I've been playing the main plot of Skyrim for once, instead of getting sidetracked, which is kind of the main appeal of any mainline Bethesda game. But the main plot of Skyrim has Max von Sydow so it's generally worth a revisit. If only Skyrim had better writing. I got to imagining, what if Ingmar Bergman wrote Skyrim? I watched Through a Glass Darkly again last night and mulled it over.
Of course, there's no question about the existence of gods in Skyrim, though what a pantheon means in that world is different to what God means in Bergman's. The Elder Scrolls video game pantheon is basically a set of powerful administrators or, in the case of Daedra, gangsters. The underlying problems of Through a Glass Darkly are the human capacity to perceive God's existence and the absence of consequence for amoral thoughts and actions. The movie concludes with the proposition that love may be proof of God's existence, or God literally is love.
How does that square with Minus and Karin, brother and sister, sleeping with each other? They clearly love each other but in the visual and moral chaos of that literal shipwreck (unless the crew received divine punishment) their impulsive coitus is the kind of act that could ultimately undermine their love in the long term.

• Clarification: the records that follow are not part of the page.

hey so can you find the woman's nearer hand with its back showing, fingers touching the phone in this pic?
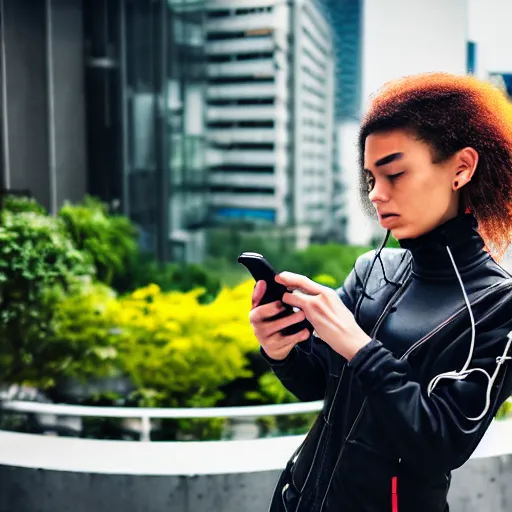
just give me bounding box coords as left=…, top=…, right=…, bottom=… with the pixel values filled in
left=275, top=272, right=371, bottom=361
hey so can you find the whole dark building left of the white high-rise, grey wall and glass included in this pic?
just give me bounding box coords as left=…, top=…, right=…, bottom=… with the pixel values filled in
left=0, top=0, right=208, bottom=261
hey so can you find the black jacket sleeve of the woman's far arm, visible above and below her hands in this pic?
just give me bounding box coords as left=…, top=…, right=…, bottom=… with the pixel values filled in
left=260, top=251, right=373, bottom=402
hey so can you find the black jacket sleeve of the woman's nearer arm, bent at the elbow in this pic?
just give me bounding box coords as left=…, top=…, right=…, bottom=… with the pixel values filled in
left=347, top=305, right=512, bottom=473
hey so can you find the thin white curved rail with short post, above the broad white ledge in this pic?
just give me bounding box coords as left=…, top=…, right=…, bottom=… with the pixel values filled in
left=0, top=400, right=323, bottom=441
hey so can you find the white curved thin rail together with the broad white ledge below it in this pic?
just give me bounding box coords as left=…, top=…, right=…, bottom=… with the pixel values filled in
left=0, top=401, right=512, bottom=475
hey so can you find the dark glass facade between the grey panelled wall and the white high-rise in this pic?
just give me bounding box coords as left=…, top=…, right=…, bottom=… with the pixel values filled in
left=85, top=0, right=207, bottom=260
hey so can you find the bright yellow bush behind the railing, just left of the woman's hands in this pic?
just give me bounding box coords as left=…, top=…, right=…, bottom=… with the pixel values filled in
left=111, top=282, right=258, bottom=407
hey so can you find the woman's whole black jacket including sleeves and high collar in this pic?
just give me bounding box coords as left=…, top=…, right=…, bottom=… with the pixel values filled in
left=262, top=215, right=512, bottom=512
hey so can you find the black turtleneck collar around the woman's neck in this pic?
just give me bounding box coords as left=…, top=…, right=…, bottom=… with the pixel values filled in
left=399, top=214, right=489, bottom=278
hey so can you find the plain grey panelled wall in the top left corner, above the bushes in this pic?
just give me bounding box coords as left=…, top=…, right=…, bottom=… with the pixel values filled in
left=0, top=0, right=86, bottom=211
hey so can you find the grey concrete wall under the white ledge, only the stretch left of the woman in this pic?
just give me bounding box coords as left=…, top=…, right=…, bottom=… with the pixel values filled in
left=0, top=466, right=278, bottom=512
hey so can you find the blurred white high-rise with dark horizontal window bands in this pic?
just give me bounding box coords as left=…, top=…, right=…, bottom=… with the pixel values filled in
left=206, top=0, right=334, bottom=245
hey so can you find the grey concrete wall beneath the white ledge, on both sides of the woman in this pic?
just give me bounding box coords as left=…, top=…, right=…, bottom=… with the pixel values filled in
left=0, top=455, right=512, bottom=512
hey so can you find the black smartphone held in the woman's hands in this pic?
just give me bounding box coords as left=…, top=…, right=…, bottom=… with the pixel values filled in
left=238, top=252, right=313, bottom=336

I saw a bit of Russell Brand this morning talking about Trump's verdict. He brought in the issue of whether or not you could have true justice in a world in which people don't believe in a loving God. Now that I think Brand is taking money from Russia, I look at everything he says in a different light. Obviously he's getting at the increasing disparity between how reality is perceived by two factions of the American public, a division that may not have been so bad if we had a unifying morality. The question implies the problem; perception of the problem may exacerbate it and thereby be in Putin's interest?
I don't see belief in a loving God as necessary for a moral system. A legal system or a set of moral guidelines within personal relationships can be governed by the imperative to prevent the maximum amount of physical and mental suffering possible, influenced by the recognition that when people suffer they're more likely to inflict suffering on others. This may produce a workable system but is it satisfying? And what if God is a spider, as Karin discovers to her horror? After all, the satisfaction of many is founded on the suffering of others.
Perhaps God, like Karin's father, is both compassionate and predatory.
I also watched Twin Peaks last night.